Sejak menikah, Reisha hanya bercinta dengan Sapto. Hanya sperma Sapto yang menggenangi rahim Reisha setiap harinya. Jadi, sudah pasti bayi itu adalah keturunan Sapto. Sapto bahagia dan bangga sekali. Akhirnya impiannya mempunyai anak dari Reisha terkabul. Setelah dirawat beberapa hari, Reisha akhirnya diperbolehkan pulang.

“kenapa, Ndre? kok ngeliatin kakak?”, tanya Reisha melihat Andre memperhatikannya yang sedang menyusui bayu.

“mm…”.

“kamu mau?”.

“bb…boleh?”.

“boleh aja…tapi izin Om Sapto dulu ya…”.

“dasar nih Andre…udah SMA masih mau nyusu aja…”, ledek Anita.

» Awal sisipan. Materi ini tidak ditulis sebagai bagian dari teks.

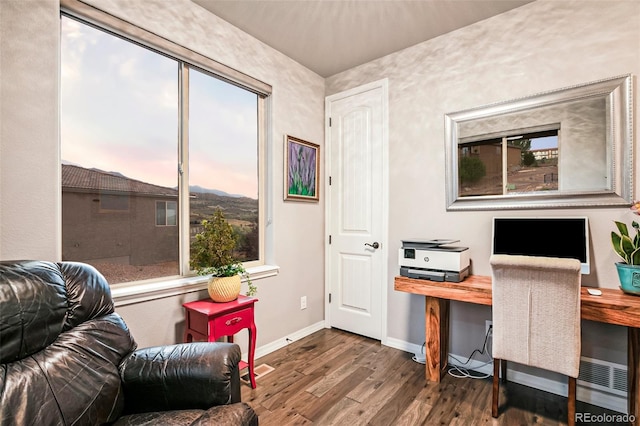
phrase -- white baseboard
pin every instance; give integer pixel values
(585, 394)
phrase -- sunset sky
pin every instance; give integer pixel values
(119, 112)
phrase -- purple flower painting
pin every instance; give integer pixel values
(302, 170)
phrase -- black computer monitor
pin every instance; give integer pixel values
(543, 236)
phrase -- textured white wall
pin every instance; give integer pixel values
(542, 46)
(29, 128)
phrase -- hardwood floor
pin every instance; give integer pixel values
(337, 378)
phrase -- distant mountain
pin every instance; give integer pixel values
(201, 190)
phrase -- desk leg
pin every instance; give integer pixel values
(252, 351)
(437, 337)
(633, 372)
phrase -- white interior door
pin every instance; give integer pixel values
(356, 211)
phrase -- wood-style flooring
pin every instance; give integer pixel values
(337, 378)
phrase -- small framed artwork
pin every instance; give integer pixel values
(301, 170)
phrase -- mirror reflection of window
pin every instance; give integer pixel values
(513, 163)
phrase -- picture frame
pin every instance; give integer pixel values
(301, 170)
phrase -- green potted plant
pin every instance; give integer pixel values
(627, 246)
(212, 253)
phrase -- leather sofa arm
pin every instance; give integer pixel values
(181, 376)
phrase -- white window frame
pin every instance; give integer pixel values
(166, 211)
(140, 291)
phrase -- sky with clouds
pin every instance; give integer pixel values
(119, 112)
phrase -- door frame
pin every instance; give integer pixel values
(384, 85)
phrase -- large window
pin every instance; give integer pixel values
(135, 159)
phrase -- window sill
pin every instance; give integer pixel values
(144, 291)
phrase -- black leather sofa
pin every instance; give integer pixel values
(66, 358)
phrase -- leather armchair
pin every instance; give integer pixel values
(67, 358)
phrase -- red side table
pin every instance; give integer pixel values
(208, 321)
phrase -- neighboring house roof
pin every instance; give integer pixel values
(92, 180)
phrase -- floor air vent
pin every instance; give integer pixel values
(603, 375)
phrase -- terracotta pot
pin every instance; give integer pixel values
(629, 276)
(224, 289)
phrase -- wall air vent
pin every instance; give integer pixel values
(604, 376)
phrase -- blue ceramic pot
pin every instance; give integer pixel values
(629, 276)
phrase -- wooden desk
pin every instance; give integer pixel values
(208, 321)
(613, 307)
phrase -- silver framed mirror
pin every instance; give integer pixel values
(571, 147)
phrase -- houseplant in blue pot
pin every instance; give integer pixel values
(627, 246)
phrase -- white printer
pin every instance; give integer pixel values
(433, 260)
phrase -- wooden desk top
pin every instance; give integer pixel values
(613, 307)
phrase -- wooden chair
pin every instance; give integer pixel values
(536, 318)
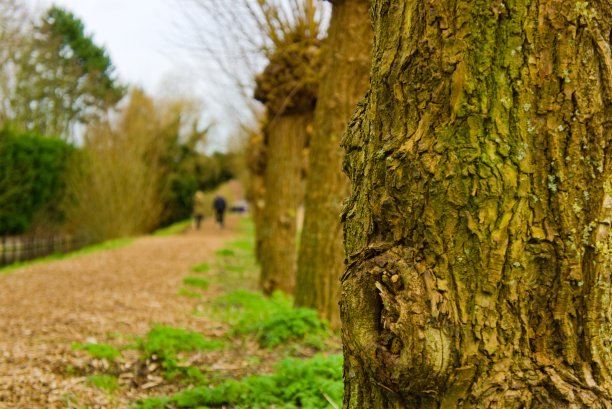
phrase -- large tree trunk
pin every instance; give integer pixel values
(284, 192)
(344, 81)
(477, 231)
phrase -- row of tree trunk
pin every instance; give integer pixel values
(477, 260)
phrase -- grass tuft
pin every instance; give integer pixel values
(201, 268)
(272, 320)
(315, 383)
(196, 282)
(173, 229)
(99, 351)
(105, 382)
(164, 343)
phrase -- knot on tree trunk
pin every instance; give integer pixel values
(400, 320)
(289, 83)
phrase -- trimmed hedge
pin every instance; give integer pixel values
(32, 178)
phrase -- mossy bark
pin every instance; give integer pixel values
(344, 81)
(284, 191)
(477, 230)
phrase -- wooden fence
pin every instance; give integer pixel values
(28, 247)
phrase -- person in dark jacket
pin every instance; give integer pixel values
(219, 204)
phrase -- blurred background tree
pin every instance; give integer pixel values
(61, 77)
(345, 74)
(32, 181)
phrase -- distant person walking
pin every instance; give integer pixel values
(198, 208)
(219, 205)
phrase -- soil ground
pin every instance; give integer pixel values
(45, 308)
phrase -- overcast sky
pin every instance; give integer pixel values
(143, 38)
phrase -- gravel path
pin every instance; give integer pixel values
(45, 308)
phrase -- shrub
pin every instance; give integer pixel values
(32, 179)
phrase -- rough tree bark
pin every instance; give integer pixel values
(284, 191)
(256, 164)
(477, 231)
(288, 88)
(344, 81)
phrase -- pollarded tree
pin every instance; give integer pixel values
(288, 88)
(477, 231)
(344, 80)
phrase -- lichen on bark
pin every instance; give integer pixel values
(480, 170)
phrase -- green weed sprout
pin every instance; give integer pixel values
(165, 343)
(315, 383)
(196, 282)
(273, 320)
(98, 351)
(104, 382)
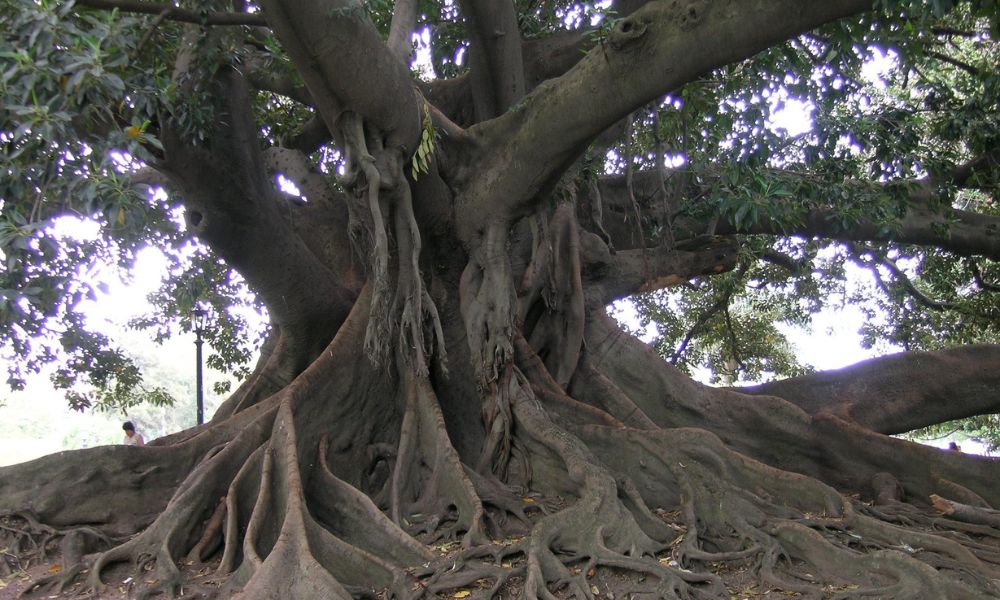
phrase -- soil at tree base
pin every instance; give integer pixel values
(606, 584)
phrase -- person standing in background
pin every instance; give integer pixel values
(132, 437)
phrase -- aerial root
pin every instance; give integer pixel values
(554, 277)
(401, 307)
(430, 487)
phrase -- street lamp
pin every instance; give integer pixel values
(199, 319)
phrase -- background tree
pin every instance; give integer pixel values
(436, 286)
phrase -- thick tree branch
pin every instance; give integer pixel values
(962, 232)
(497, 62)
(616, 276)
(555, 123)
(898, 274)
(404, 19)
(901, 392)
(176, 14)
(347, 67)
(234, 207)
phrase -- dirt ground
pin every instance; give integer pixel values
(605, 584)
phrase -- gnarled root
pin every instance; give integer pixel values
(429, 483)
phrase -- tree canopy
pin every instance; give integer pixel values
(434, 202)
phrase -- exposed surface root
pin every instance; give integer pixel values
(431, 492)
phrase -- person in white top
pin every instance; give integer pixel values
(132, 437)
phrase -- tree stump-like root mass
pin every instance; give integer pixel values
(338, 486)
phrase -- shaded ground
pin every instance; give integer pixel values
(612, 584)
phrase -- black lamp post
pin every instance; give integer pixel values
(199, 318)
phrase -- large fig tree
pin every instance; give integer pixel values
(435, 242)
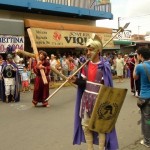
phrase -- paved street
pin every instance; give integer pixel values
(24, 127)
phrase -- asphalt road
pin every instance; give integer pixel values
(24, 127)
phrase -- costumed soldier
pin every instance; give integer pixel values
(10, 77)
(41, 90)
(96, 72)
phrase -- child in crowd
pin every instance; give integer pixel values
(25, 79)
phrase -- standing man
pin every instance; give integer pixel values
(95, 73)
(142, 71)
(11, 80)
(41, 90)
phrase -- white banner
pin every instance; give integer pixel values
(8, 40)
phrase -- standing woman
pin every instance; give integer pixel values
(142, 71)
(119, 68)
(1, 84)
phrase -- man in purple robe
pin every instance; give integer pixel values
(96, 72)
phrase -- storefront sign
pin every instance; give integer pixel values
(46, 38)
(125, 35)
(103, 1)
(7, 40)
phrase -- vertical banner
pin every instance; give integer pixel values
(8, 40)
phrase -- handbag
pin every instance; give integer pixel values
(146, 70)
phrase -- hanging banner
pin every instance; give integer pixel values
(103, 1)
(47, 38)
(125, 35)
(8, 40)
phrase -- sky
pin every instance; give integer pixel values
(137, 12)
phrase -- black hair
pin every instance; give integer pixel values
(145, 52)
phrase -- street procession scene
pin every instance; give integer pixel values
(74, 75)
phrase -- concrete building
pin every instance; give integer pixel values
(55, 18)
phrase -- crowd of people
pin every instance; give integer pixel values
(99, 70)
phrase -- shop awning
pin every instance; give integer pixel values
(122, 42)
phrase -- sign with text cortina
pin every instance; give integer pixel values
(47, 38)
(8, 40)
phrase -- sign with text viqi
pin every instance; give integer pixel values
(47, 38)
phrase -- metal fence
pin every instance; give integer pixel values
(87, 4)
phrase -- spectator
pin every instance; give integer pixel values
(142, 71)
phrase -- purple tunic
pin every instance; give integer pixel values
(111, 138)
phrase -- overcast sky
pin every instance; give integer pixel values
(137, 12)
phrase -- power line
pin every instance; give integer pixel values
(123, 18)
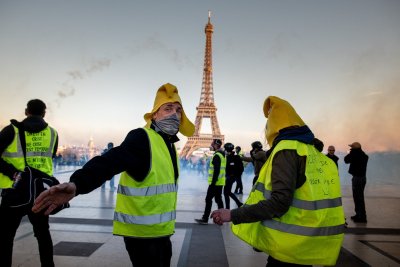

“HAHAHA”, mereka semua tertawa. Reisha dan Sapto merawat bayinya dengan penuh kasih sayang sambil bersiap untuk membuat ‘generasi’ berikutnya. Anita dan Nadya kini semakin dekat seperti kakak adik atau lebih tepatnya seperti pasangan lesbian. Sementara Putri dan Andre mulai saling lirik-melirik. Dan jauh di sana, Renata sibuk dengan bayi dan 2 suaminya. Reisha, Sapto, Anita, Nadya, Putri, Renata, dan Andre kini menjadi satu keluarga yang terbentuk bukan karena hubungan darah melainkan karena balas dendam. Semuanya saling menjaga dan saling ‘menyayangi’ satu sama lain.